Expenses on oil and gas purchases rose 18 percent to 84 billion roubles as Gazprom had to pay more for imports of gas from Central Asia.
Staff costs rose by a quarter to 53 billion roubles on higher salaries and pension obligations, while other expenses rose 58 percent to 49 billion.
Higher operating expenses offset the operating profit margin, which fell to 31 percent in the first half of 2007 from 37 percent in the first half of 2006.
Debt Keeps Rising
Net cash from operating activities almost tripled in the first half of 2007, year-on-year, to 713 billion roubles, but Gazprom said the change was mostly due to working capital changes at its banking arm Gazprombank.
Without this 488 billion rouble changes, cash flow generation was 225 billion, down from 244 billion in the first half of 2006.
Gazprom's total long-term borrowings, including affiliates, rose to 1.105 trillion roubles from 806 billion at the end of 2006, making it Russia's most indebted company by far.

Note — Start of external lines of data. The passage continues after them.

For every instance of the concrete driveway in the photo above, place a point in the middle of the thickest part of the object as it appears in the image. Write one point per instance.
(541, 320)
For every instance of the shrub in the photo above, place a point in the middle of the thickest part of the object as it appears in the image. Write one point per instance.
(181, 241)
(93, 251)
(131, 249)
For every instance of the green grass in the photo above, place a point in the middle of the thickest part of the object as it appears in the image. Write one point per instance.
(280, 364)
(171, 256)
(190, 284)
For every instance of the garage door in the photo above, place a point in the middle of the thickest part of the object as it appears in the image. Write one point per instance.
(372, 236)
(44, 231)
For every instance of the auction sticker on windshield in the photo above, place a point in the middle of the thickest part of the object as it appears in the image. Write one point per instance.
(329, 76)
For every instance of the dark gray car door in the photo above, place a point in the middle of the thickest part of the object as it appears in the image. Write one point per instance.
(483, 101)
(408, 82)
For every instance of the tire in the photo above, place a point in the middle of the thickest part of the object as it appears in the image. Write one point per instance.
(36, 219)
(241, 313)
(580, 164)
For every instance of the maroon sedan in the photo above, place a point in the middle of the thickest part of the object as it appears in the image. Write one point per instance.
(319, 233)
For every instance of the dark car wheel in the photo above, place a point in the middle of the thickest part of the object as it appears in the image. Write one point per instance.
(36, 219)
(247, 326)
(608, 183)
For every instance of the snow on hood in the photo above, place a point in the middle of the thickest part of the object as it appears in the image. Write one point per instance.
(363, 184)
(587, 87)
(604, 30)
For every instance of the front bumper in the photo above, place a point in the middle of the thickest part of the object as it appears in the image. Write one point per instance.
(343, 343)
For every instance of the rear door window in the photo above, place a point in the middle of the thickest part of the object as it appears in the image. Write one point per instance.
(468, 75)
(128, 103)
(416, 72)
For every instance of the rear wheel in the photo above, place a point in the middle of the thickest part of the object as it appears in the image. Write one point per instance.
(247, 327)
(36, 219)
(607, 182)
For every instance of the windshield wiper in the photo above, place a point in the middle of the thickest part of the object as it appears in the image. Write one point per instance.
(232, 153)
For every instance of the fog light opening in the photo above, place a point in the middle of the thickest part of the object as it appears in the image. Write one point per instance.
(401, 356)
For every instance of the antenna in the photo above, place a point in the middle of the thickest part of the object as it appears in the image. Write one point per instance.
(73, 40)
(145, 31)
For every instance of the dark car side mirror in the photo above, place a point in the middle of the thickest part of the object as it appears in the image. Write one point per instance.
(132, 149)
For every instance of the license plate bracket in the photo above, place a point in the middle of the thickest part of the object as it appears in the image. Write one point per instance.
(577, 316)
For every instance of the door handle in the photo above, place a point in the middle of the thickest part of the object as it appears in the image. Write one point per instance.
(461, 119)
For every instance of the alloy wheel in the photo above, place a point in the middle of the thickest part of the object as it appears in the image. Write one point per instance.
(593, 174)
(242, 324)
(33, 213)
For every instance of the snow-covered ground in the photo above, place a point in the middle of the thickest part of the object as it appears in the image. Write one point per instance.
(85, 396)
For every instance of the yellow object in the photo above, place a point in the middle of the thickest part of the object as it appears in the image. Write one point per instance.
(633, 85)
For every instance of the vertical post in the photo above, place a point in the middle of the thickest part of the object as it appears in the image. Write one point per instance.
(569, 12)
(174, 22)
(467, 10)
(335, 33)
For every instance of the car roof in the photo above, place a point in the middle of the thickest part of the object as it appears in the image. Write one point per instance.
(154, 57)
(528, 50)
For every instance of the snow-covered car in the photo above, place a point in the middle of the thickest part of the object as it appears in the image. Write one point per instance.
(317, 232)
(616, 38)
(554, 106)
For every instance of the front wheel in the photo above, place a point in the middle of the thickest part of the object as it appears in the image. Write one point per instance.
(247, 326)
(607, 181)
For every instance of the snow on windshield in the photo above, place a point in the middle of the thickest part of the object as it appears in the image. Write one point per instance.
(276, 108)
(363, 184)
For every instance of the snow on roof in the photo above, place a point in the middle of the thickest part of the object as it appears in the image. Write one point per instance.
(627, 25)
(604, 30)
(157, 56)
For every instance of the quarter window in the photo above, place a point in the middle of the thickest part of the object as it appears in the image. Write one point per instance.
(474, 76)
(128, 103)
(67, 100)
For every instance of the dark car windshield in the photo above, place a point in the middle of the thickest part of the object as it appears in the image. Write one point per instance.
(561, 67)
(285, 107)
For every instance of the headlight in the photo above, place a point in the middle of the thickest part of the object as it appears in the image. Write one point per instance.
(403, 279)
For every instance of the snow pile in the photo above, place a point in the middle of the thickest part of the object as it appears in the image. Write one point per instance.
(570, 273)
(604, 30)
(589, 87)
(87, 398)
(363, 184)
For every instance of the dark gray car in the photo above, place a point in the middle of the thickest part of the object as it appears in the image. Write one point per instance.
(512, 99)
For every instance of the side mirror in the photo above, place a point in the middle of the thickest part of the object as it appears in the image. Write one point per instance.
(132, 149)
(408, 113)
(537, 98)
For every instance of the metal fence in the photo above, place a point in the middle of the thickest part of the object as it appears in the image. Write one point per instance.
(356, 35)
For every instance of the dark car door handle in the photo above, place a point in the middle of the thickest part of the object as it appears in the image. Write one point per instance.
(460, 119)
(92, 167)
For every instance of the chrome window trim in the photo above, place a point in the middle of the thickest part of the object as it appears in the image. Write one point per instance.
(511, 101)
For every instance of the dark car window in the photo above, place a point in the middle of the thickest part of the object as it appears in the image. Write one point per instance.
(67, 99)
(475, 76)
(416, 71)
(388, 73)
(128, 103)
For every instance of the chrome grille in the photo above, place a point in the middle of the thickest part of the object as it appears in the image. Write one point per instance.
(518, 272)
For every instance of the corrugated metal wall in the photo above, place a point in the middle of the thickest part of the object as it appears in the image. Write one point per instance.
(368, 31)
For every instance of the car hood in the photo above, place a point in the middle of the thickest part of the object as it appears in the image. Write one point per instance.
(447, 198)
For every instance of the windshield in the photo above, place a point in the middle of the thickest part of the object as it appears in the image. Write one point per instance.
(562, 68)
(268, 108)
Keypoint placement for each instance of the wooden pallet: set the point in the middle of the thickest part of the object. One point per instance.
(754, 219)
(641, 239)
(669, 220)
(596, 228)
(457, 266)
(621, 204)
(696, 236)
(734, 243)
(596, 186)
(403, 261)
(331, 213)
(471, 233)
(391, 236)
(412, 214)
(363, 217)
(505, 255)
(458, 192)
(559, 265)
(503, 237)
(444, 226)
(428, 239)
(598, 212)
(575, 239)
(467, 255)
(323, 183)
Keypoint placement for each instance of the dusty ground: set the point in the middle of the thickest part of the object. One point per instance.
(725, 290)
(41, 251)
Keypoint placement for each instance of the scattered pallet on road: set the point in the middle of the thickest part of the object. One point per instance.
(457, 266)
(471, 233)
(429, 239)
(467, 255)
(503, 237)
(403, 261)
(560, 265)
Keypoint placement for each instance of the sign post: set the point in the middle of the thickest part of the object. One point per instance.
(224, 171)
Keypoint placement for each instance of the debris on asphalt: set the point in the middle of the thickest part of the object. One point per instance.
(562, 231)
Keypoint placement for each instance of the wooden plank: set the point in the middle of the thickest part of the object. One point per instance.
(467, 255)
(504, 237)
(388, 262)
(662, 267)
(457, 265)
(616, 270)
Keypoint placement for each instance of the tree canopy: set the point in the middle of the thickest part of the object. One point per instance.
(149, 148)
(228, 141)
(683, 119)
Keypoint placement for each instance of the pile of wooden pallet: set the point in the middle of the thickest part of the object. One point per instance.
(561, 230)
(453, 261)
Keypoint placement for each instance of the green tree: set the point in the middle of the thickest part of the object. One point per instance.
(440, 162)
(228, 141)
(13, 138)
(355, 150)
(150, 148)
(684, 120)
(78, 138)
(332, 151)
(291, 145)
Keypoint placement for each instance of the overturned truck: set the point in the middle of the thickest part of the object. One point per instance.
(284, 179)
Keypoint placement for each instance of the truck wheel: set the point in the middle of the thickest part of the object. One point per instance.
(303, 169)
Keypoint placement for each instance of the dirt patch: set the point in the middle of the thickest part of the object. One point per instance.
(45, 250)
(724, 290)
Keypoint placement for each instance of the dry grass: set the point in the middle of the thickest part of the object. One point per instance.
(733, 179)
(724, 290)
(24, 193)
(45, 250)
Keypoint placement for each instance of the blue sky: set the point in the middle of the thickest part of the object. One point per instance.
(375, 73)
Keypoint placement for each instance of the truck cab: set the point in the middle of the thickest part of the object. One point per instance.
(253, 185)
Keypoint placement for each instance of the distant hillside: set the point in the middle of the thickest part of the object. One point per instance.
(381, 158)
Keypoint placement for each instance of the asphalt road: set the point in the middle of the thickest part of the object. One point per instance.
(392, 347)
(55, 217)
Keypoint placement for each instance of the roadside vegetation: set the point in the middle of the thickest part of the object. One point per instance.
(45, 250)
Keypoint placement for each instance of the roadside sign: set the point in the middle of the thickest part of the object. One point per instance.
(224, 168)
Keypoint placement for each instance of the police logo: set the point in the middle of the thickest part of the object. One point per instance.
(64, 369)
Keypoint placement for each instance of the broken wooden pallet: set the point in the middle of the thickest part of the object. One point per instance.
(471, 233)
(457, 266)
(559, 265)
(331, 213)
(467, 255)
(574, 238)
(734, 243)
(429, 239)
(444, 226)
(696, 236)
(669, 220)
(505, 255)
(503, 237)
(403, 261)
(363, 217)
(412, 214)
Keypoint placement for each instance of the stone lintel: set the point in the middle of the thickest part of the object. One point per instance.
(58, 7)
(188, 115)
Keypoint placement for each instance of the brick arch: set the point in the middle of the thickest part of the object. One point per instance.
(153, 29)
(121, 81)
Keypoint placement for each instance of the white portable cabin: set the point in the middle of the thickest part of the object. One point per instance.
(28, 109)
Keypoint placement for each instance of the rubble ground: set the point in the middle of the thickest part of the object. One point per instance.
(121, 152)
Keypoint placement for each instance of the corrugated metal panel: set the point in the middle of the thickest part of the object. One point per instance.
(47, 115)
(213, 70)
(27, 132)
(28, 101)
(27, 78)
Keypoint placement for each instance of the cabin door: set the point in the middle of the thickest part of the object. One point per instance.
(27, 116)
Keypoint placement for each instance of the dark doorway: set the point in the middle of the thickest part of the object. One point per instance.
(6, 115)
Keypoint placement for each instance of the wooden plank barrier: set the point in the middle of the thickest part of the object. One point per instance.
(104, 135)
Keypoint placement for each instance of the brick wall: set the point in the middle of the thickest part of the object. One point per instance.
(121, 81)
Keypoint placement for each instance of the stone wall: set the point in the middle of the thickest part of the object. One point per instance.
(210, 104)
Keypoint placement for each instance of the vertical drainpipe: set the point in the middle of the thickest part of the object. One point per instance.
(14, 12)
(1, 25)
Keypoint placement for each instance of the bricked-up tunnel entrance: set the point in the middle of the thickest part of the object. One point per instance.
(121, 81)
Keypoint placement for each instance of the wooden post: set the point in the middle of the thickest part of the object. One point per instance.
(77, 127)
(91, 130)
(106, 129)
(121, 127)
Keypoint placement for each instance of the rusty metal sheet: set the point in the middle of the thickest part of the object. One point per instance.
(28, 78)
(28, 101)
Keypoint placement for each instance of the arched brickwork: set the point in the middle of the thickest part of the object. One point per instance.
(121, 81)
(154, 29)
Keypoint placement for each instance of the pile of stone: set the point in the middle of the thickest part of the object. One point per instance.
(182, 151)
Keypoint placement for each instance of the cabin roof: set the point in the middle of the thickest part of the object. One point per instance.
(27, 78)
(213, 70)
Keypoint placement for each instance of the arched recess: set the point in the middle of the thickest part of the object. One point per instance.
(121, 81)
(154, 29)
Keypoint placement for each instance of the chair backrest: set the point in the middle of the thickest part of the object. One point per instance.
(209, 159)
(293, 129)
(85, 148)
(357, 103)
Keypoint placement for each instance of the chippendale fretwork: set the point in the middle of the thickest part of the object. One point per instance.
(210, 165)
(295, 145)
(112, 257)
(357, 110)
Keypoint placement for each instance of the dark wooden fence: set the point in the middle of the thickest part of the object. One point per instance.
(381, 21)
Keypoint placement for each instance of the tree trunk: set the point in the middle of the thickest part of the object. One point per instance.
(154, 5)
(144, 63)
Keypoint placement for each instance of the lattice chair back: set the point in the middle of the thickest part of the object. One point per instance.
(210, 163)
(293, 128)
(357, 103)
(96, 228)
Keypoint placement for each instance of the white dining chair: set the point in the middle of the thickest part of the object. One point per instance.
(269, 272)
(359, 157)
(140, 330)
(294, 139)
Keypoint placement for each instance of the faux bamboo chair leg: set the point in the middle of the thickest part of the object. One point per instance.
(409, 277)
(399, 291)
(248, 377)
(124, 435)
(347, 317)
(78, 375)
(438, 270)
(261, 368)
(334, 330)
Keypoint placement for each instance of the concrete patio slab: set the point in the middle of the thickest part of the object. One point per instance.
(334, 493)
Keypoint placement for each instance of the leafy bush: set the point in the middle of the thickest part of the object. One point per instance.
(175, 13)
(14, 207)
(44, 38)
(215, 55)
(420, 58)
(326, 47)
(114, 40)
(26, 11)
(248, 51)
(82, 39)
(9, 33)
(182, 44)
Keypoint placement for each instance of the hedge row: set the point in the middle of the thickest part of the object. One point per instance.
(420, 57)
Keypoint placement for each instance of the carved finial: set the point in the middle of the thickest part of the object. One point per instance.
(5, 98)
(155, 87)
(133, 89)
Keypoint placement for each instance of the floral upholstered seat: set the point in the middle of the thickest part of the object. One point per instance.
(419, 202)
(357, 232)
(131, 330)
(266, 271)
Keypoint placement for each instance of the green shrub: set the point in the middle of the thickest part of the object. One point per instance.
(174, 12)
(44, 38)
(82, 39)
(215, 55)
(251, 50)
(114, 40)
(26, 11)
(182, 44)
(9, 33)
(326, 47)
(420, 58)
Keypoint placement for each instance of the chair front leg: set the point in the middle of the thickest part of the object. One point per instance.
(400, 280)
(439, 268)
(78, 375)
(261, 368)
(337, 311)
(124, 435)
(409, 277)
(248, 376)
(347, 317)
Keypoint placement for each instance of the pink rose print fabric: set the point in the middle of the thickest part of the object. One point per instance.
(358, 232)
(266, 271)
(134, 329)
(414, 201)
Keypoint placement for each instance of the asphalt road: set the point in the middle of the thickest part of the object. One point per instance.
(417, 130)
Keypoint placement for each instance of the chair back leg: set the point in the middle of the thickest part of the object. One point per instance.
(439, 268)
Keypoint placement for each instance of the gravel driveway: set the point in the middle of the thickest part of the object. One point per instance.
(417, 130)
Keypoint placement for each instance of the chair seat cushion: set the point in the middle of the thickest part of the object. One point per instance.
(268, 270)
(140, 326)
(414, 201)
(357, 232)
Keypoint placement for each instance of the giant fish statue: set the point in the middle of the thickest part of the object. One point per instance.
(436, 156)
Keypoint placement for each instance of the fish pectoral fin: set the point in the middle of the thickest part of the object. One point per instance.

Net debt fell by 28 percent in the first half of 2007 to 578 billion. "This increase can be explained by a significant increase in our cash and cash equivalents in bank accounts primarily due to temporary placement of funds in Gazprombank from third parties," said Gazprom.
Capital expenditure on gas transportation was flat in the first half but rose 80 percent to 68.5 billion roubles for gas production, by 30 percent to 26 billion roubles for oil production, and in refining doubled to 15.6 billion roubles.
Gazprom, often criticized for not investing enough in production, said investment was focused mainly on new gas fields, such as Yuzhno-Russkoye in West Siberia, which it is developing with Germany's BASF.
It also invested the first big money in the Arctic Yamal peninsula, its next big growth area, focusing on fields such as Kharasavei and Bovanenkov.
Gazprom also said it provided a $182 million guarantee in April to the National Oil Corporation of Libya under a production-sharing deal to develop a field in the country.